While we may not realize it, there are many chemical biomarkers swimming around in our bodies predicting the story of how our health is going to progress in the future.
These biomarkers are particularly useful for researchers and doctors. If someone's risk for a particular condition can be spotted in advance – before the typical symptoms show up – then steps can be put in place to manage, study or treat that condition, or even prevent it from developing in the first place.
In a comprehensive new study, an international team of researchers has just identified a new early biomarker that, when measured in middle age, appears to predict dementia risk in older years.
It's a protein called GDF15, found in blood plasma, and data from six large cohort studies showed that people with higher levels of GDF15 in their blood, when aged 55 or younger, were more likely to develop dementia in the decades ahead.
What's more, the researchers think they know why.

"Our results suggest plasma GDF15 may function as an early risk factor for dementia risk by modulating metabolic pathways and the neuroimmune axis," write the researchers in their published paper.
This finding hasn't come out of nowhere. Higher levels of GDF15 in the blood have previously been associated with dementia later in life.
What's new here is that this association also applies below the age of 55.
There were several stages to the study. First, data from six independent cohort studies were collated, covering tens of thousands of people in total. These studies were conducted in the US, the UK, Iceland and Japan.
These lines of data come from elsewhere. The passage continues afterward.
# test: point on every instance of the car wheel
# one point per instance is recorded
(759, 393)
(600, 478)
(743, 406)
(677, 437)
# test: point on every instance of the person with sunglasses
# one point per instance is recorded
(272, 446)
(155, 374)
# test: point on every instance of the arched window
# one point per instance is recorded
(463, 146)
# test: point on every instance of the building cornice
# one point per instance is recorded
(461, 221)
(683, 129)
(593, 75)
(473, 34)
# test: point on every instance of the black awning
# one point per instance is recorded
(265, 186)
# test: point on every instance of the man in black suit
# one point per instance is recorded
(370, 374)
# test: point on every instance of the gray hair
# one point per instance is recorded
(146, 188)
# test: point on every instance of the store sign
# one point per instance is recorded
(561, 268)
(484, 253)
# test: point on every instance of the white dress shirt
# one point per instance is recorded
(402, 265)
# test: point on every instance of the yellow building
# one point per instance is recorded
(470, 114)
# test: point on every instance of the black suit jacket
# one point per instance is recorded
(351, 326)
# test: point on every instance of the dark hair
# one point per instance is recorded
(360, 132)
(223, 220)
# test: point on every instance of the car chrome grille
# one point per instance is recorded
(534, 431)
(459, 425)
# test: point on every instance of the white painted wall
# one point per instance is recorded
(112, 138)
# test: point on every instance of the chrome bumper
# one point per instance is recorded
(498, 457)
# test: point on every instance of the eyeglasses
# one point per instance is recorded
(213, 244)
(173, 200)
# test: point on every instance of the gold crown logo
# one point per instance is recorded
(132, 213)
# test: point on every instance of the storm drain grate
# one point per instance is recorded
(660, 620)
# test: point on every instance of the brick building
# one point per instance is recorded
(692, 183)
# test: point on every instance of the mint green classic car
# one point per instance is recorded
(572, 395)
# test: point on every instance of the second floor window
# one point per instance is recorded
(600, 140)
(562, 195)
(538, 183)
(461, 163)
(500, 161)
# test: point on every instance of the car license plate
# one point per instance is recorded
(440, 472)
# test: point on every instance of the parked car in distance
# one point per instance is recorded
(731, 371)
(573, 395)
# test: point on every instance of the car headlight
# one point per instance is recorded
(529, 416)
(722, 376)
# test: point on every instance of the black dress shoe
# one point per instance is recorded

As well as having blood sample readings for these individuals, the researchers also had access to their health records for follow-up periods of between 15 to 25 years. This revealed an association between higher GDF15 levels and dementia risk.
The relationship was particularly strong for vascular dementia, which is caused by disruptions to the brain's blood supply. The researchers tentatively put this down to GDF15's role in inflammation.

Next, the researchers applied a technique called Mendelian Randomization (MR), where genetic patterns are used as proxies for something else – in this case, elevated levels of GDF15 in the blood.
By combining genetic datasets running to hundreds of thousands of people, the team found that people with genetic variants linked to higher GDF15 were also at a higher risk of dementia.
It's evidence that this biomarker is not just an early sign of the disease, but possibly a driver of dementia, as these genes are independent of lifestyle, environment, and disease.
The researchers weren't finished there either. In smaller datasets, they looked at brain scans and samples of cerebrospinal fluid (CSF), which supports the brain and central nervous system.
There were associations here too: More GDF15 in the blood was linked to more GDF15 in the CSF, and to shrinkage in the brain – though not to the toxic amyloid beta protein clumps associated with Alzheimer's disease.
"We observed a strong correlation between plasma and CSF GDF15 levels, which is consistent with the possibility that circulating GDF15 crosses into the central nervous system," write the researchers.
Finally, tests on immune cells in the lab found evidence of GDF15 interfering with normal biological pathways for immune responses and energy management, possible clues as to why GDF15 could be driving dementia in certain cases.
GDF15 is an important protein for all kinds of cellular processes within the body, but one of its main jobs is keeping the immune system safely in check. Studies have shown that it can suppress cancer spread, for example.
Much more work needs to be done to know for sure, but the researchers suggest that GDF15 might actually go too far in quietening down the immune system when it comes to dementia, leaving the brain vulnerable.
Related: A Single Lifestyle Change Could Lower Your Risk of Dementia by 16%
Further down the line, we may be able to use GDF15 both to spot increased dementia risk early, and to better understand how it develops.
"These findings support circulating GDF15's role as an early biomarker – particularly for vascular dementia and neuroinflammation – and identify the mechanisms by which it may drive dementia risk," write the researchers.
The research has been published in Science Advances.